Il fatto è, secondo la Commissione,  che la motivazione umanitaria che ha dato il via all’erogazione monetaria prima di provvedere a mettere in grado i servizi – centri per l’impiego, servizi sociali territoriali – di far fronte ai nuovi compiti loro assegnati, “ ha fortemente disallineato sostegno pecuniario,  iniziative volte all’ integrazione sociale e di accompagnamento al lavoro, e doverose  azioni controllo” cui andava aggiunta la corretta “individuazione” dei “veri” poveri, secondo indicatori severi che li distinguano, viene da pensare,  da malmostosi accattoni, grazie alla valutazione, per chi possiede i requisiti, delle risorse disponibili (reddito, ricchezza mobiliare e immobiliare) ai fini della determinazione dell’entità del sostegno.

Chissà se sono loro oggetto delle 89.956 revoche del beneficio avvenute nei primi 9 mesi dell’anno, o della decadenza del diritto per 243.845 nuclei che non possono usufruire dell’aiuto munifico il cui importo ammonta a 577,33 euro per il Reddito e 273,53 euro per la Pensione di Cittadinanza.
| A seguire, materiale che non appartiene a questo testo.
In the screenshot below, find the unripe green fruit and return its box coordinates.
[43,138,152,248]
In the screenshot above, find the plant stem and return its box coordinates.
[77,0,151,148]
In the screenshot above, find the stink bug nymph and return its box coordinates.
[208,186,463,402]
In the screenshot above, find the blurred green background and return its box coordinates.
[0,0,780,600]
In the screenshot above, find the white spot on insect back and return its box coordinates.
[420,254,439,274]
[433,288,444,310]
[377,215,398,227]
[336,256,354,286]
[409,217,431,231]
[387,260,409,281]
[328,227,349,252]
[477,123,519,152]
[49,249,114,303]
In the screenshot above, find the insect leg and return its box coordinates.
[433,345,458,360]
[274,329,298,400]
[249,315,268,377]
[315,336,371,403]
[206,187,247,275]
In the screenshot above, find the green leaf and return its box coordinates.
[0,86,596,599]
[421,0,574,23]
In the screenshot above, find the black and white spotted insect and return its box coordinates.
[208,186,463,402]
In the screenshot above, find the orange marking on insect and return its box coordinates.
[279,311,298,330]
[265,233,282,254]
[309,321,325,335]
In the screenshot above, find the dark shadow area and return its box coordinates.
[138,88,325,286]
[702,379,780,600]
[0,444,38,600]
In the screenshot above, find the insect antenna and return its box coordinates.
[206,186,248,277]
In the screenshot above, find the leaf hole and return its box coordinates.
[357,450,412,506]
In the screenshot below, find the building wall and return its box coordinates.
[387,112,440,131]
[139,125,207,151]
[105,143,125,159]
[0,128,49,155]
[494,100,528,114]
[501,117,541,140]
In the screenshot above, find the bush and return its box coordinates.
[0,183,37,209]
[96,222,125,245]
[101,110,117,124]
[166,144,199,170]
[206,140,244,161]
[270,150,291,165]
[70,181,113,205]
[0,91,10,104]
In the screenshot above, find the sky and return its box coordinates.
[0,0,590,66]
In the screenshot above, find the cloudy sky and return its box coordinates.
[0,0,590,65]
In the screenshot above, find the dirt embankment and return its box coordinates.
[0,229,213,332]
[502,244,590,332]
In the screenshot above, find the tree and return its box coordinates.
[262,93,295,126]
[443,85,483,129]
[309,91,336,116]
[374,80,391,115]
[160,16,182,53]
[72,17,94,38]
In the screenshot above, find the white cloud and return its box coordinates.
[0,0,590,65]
Anche l’elargizione di un aiuto micragnoso in un Paese dove le remunerazioni sono ferme a trent’anni fa, dove non esiste il salario minimo garantito, dove via via sono state cancellate conquiste e garanzie  e in vent’anni sono state licenziate almeno cinquanta norme che favoriscono la precarietà, dove si sta tornando a un sistema previdenziale feroce che condanna milioni di lavoratori, dove giovani e donne vivono l’ingresso nel mondo del lavoro come la soggezione a ricatti schiavistici, è diventata un problema di carattere “legale” e di ordine pubblico che impone prima di tutto di rendere la maglia dei controlli e i criteri e requisiti per accedervi più stretta e scoraggiante.

A cominciare dalla stretta prevista sulla risposta alle offerte di lavoro congrue, il cui rifiuto ripetuto fa scattare sanzioni e condiziona l’erogazione del reddito, senza che venga stabilito il volume o almeno un tetto per quella “congruità”, che torna alla ribalta ogni primavera, quando inizia la campagna di denigrazione condotta da datori di lavoro nei confronti dei bamboccioni indolenti che rifiutano laute offerte di 500 euro al mese, preferendo l’avvilente elemosina.

Il Fatto quotidiano proprio oggi segnala l’aleatoria arbitrarietà dei criteri cui si sarebbe ispirata finora la valutazione delle posizioni offerte dalle aziende, delegata ai navigator sulla base di indicazioni opache delle regioni, e come qualsiasi ipotesi di razionalizzare la materia in modo trasparente sia già annullata all’origine dalle modifiche in legge di bilancio, che  impongono l’obbligo ai beneficiari di recarsi ogni mese nei centri per l’impiego, pena lo stop al sussidio.

Intanto il primo risultato immediatamente valutabile degli interventi pensati per riformare il sistema è la retrocessione dei 2500 navigator a potenziali aspiranti al sussidio: la manovra di bilancio non proroga il loro incarico che scade a dicembre e al loro posto, ha dichiarato Brunetta, “ci penseranno le agenzie private”,  cui viene riconosciuta la provata competenza in materia di strategia anti-povertà.

Tutto congiura nel confermare che i poveri si meritano la loro condizione e la condanna a essere ricattati, intimoriti e umiliati, e  che possono  affrancarsi da quel destino di mortificazione e di accattonaggio solo scegliendo quello della schiavitù.